Doximity shares fell nearly 12% ahead of earnings and another 19% after hours after issuing weaker-than-expected fiscal 2027 guidance. Canaccord cut its price target to $30 from $34 while keeping a Buy rating, and several other firms also lowered targets or downgraded the stock on concerns about slower growth and pharma budget pressure. Despite a 5.1% revenue beat to $145.4 million in fiscal Q4 2026, the market focus remains on the company’s slower outlook and competitive AI landscape.

Analysis

DOCS is no longer trading like a durable compounder; it is trading like a budget-sensitive ad platform with an AI option attached.

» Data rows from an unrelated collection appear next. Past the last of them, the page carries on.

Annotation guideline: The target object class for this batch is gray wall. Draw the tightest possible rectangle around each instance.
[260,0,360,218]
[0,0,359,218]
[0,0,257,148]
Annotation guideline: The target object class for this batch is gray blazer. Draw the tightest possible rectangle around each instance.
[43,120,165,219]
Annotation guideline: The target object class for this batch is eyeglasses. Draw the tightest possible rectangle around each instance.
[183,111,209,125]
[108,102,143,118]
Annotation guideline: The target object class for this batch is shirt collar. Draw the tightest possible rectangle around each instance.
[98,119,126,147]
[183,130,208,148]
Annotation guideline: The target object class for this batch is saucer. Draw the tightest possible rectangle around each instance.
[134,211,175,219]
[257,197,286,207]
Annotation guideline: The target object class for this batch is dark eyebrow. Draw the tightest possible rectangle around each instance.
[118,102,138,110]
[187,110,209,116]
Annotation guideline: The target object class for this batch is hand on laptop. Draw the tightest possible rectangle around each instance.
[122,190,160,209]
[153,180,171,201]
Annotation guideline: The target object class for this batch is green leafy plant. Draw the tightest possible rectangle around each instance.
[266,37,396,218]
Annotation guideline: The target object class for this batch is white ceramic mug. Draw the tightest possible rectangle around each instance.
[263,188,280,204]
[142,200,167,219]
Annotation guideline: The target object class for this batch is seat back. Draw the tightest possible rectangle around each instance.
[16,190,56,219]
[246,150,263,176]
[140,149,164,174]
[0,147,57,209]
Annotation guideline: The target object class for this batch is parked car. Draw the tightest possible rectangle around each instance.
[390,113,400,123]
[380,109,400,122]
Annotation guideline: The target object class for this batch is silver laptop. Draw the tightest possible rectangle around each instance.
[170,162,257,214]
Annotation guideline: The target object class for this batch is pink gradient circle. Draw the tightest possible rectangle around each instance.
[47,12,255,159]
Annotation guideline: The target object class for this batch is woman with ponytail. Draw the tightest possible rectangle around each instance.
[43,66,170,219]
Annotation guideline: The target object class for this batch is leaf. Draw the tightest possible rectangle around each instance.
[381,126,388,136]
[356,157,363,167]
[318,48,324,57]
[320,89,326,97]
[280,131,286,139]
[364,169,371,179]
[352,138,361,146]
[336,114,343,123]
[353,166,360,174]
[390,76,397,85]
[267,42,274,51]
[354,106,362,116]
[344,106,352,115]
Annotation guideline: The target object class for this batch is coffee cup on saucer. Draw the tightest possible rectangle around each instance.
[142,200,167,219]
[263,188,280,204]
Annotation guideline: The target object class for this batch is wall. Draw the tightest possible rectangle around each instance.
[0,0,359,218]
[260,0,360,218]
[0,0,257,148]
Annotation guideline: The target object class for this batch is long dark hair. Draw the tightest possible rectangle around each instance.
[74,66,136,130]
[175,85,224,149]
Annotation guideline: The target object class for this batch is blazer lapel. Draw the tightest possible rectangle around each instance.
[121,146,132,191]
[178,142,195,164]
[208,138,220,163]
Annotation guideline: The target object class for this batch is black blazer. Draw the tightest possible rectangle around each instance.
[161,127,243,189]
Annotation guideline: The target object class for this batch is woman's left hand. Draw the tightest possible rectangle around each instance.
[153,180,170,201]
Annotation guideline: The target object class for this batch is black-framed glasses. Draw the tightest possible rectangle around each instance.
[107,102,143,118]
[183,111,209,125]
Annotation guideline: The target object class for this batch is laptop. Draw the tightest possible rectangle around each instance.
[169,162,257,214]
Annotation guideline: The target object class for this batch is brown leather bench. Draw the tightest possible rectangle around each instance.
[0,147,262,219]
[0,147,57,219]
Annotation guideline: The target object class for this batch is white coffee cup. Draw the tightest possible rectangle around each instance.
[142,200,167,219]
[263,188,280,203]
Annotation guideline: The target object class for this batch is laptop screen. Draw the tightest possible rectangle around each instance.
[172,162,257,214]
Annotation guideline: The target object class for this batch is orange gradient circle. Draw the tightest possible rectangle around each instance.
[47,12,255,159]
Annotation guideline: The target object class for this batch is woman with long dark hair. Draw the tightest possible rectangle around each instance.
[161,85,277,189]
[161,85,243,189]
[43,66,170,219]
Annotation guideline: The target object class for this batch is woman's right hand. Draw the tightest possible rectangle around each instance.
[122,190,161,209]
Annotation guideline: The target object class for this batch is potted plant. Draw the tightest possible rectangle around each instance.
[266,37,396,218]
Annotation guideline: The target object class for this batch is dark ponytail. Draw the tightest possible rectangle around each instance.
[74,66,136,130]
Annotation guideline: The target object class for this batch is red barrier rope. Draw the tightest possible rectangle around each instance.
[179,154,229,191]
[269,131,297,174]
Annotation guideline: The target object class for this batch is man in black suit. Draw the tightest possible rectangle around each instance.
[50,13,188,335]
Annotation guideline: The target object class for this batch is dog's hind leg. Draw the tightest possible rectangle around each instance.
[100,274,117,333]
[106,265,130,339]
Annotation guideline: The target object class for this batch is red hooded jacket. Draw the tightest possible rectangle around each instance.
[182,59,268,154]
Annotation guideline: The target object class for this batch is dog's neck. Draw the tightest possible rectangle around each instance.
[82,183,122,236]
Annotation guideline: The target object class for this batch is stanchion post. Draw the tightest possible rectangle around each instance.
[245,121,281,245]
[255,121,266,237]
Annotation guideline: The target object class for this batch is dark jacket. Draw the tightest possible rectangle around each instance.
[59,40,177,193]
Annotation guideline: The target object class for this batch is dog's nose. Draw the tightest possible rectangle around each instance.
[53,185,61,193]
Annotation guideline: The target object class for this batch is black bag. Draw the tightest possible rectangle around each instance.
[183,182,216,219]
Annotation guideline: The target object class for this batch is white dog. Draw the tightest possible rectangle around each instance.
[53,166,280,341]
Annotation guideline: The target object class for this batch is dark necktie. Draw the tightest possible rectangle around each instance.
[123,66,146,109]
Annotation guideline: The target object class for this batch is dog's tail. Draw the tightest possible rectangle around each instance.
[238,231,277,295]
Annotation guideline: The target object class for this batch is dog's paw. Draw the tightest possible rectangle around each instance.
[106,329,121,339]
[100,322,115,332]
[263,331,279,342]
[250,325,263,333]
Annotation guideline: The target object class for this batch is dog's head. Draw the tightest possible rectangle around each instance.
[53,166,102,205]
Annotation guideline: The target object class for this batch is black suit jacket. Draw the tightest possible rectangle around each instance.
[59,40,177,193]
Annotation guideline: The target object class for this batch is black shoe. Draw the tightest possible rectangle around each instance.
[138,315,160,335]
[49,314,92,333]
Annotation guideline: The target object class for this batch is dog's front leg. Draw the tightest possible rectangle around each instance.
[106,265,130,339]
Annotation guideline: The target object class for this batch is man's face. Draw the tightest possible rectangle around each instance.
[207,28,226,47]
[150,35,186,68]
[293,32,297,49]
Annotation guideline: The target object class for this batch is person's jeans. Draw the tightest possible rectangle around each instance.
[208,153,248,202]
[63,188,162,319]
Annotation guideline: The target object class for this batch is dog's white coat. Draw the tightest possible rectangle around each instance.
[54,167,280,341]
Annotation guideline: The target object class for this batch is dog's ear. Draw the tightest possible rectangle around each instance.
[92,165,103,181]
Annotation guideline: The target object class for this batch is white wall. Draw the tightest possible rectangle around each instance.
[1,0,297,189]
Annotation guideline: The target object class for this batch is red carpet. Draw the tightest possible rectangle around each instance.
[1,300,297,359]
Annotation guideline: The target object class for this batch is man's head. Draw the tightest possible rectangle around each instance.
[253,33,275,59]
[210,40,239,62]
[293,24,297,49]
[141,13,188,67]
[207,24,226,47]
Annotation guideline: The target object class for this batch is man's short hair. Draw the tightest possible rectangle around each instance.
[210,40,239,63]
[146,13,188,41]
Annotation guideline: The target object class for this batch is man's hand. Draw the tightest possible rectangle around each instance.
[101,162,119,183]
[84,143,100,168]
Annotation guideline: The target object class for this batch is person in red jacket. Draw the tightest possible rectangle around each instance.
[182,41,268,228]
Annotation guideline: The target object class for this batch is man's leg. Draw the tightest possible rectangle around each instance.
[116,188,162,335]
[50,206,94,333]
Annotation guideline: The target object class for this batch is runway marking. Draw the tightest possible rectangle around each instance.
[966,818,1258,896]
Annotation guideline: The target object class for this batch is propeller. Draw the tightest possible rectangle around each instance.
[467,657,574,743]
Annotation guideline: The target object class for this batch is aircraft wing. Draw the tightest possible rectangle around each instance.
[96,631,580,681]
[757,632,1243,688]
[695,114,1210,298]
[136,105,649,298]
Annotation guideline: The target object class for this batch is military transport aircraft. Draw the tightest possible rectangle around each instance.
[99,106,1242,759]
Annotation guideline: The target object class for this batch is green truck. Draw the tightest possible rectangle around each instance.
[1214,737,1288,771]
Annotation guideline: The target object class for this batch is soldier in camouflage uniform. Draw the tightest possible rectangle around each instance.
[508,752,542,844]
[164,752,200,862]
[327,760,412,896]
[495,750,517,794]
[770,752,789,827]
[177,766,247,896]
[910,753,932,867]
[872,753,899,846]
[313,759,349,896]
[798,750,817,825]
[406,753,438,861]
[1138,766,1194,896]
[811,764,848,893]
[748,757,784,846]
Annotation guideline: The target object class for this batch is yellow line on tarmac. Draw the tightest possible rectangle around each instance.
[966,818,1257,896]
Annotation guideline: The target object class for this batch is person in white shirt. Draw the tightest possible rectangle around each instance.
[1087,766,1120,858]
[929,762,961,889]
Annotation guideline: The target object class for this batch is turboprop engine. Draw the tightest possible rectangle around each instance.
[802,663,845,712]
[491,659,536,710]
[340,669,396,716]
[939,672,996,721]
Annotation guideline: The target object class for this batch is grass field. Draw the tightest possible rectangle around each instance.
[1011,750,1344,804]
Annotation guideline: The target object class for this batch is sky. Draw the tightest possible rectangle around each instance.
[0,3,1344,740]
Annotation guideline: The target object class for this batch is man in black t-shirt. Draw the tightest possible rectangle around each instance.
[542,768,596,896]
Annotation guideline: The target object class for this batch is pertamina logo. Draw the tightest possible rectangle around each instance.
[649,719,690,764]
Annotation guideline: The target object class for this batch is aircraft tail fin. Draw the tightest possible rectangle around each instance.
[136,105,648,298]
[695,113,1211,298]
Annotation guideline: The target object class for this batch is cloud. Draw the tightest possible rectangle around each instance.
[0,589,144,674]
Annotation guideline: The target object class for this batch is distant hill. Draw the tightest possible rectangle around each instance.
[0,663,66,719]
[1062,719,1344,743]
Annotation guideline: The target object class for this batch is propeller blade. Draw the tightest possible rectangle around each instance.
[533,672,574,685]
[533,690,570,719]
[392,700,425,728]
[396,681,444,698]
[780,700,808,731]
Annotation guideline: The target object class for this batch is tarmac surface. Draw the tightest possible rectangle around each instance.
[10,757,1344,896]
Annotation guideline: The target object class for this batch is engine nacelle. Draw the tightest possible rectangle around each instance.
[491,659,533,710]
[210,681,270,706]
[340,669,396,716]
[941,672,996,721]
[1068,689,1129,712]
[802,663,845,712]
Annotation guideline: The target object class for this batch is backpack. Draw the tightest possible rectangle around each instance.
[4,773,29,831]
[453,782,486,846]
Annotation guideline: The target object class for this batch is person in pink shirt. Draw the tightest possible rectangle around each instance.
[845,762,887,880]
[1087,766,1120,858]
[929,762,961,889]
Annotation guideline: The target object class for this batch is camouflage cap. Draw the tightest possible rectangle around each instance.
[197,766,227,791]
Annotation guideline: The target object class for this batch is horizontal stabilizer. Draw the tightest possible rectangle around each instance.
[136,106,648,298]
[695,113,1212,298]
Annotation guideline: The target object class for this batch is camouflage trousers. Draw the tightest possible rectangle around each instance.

The market is likely extrapolating that near-term AI monetization will be offset by slower pharma spend conversion, which matters because this is a multiple compression story more than an earnings miss story. In that setup, even modest downward revisions can produce outsized drawdowns as long-duration growth holders de-risk and systematic funds mechanically cut exposure. The second-order winner is not necessarily the named AI competitor, but any platform that can prove measurable workflow ROI to providers or pharma buyers faster than DOCS can repackage engagement into monetizable inventory. OPRX is also not immune: if pharma digital budgets are genuinely under pressure, the whole category is being repriced for slower conversion and weaker renewal power, with smaller vendors likely hit first. That said, if OpenEvidence or another AI-native workflow tool can demonstrate stickier usage, DOCS may face a structural middleman problem where engagement grows but monetization per user fails to inflect. The key catalyst window is the next 1-2 quarters, not the next year. If management can show any combination of accelerating revenue growth, better pharma budget visibility, or an earlier-than-expected AI monetization ramp, the stock could re-rate sharply because expectations are already reset low. Conversely, if the next read-through from pharma budgets or competitive share loss worsens, the downside remains open-ended toward prior lows as investors abandon the idea that AI alone can rescue the growth profile. The contrarian case is that the market may be over-penalizing a transition year with unusually high gross margins and a large installed distribution base. If AI products become a meaningful upsell rather than a replacement for core ad spend, DOCS could re-accelerate without needing a massive macro recovery. The problem is timing: that upside is likely a 2027 story, while the bear case is getting marked in 2026 now.